Point the SDK at your self-hosted DataBlue instance by setting the api_url:

# Direct constructor
with DataBlue(
    api_url="https://scraper.internal.company.com",
    api_key="wh_internal_key",
) as client:
    result = client.scrape("https://example.com")

# Or via environment variables
export DATABLUE_API_URL=https://scraper.internal.company.com
export DATABLUE_API_KEY=wh_internal_key

from datablue import DataBlue

with DataBlue.from_env() as client:
    result = client.scrape("https://example.com")
    print(result.data.markdown)

Default URL: The SDK defaults to http://localhost:8000 which works out of the box with the Docker Compose development setup. For production deployments, always set the URL explicitly.

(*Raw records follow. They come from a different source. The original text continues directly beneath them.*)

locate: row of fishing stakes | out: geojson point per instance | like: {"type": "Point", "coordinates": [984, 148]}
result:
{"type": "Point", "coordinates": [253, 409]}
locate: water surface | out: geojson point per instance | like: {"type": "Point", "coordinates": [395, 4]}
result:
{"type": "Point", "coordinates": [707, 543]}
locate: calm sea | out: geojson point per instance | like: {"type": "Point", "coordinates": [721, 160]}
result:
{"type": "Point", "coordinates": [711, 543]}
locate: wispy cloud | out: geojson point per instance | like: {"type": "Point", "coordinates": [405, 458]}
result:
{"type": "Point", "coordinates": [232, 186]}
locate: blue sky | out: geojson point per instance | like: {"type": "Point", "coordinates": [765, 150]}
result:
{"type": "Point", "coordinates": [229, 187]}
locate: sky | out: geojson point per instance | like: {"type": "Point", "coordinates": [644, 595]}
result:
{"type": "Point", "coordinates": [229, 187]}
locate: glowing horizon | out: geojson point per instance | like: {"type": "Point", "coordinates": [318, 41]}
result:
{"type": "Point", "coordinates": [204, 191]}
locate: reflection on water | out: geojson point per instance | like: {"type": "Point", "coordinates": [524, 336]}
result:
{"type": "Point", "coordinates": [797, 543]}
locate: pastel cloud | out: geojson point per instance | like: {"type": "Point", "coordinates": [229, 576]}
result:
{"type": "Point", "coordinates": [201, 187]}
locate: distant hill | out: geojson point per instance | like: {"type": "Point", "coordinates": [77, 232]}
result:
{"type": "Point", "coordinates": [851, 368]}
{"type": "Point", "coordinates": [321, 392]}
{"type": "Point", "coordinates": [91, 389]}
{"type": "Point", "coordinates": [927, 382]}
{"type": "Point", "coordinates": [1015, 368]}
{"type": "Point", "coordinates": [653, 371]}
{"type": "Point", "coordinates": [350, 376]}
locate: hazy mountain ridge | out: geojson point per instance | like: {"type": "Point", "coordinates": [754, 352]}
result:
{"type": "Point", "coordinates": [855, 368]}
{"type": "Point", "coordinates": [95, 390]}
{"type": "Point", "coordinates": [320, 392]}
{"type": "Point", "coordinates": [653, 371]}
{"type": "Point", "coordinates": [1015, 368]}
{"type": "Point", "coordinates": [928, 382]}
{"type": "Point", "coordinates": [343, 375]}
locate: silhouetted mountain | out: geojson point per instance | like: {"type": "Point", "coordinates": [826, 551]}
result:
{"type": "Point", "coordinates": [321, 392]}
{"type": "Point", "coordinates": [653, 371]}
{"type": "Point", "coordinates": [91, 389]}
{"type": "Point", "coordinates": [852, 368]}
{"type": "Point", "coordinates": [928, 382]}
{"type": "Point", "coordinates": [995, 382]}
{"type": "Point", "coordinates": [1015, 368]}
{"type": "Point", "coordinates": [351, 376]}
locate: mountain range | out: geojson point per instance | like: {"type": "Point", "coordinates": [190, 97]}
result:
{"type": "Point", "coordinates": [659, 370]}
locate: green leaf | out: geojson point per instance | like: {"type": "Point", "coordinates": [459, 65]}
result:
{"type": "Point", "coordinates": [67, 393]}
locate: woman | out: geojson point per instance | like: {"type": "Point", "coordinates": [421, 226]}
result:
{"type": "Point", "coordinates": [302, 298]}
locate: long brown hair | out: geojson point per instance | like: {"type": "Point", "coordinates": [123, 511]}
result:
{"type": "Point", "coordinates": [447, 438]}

Complete API Reference (v2.0.0)

Method	Description
`scrape(url, **opts)`	Scrape a single URL, returns ScrapeResult
`crawl(url, **opts)`	Crawl a site (blocking with polling), returns CrawlStatus
`start_crawl(url, **opts)`	Start crawl (non-blocking), returns CrawlJob
`get_crawl_status(job_id)`	Poll crawl status, returns CrawlStatus
`cancel_crawl(job_id)`	Cancel an in-progress crawl
`crawl_stream(url, **opts)`	Stream crawl pages via NDJSON, returns Iterator[CrawlPageData]
`crawl_stream_with_callback(url, on_document=..., **opts)`	Callback-based crawl streaming (on_document, on_complete, on_error)
`search(query, **opts)`	Search the web (blocking with polling), returns SearchStatus
`start_search(query, **opts)`	Start search (non-blocking), returns SearchJob
`get_search_status(job_id)`	Poll search status, returns SearchStatus
`map(url, **opts)`	Discover URLs on a site, returns MapResult
`batch_scrape(urls, **opts)`	Scrape multiple URLs, returns list[ScrapeResult]
`batch_scrape_iter(urls, **opts)`	Async-only: stream batch results as they complete, returns AsyncIterator[ScrapeResult]
`login(email, password)`	Authenticate with email/password, stores JWT internally
`close()`	Close the HTTP connection pool
`from_env()`	Class method: create client from DATABLUE_* env vars

AI-First Documentation Files

v2.0.0 ships with machine-readable reference files for AI coding assistants:

File	Location	Purpose
`CLAUDE.md`	sdk/CLAUDE.md	Complete SDK quick-reference: all method signatures, response models, error types, and patterns. Read automatically by Claude Code and other AI assistants.
`llms.txt`	sdk/llms.txt	Standardized machine-readable documentation following the llms.txt convention. Condensed API surface for LLM consumption.

Why AI-first? AI coding assistants hallucinate API calls when they lack accurate documentation. The CLAUDE.md file ensures AI assistants generate code using real method signatures, real parameter names, and real response types — no guessing.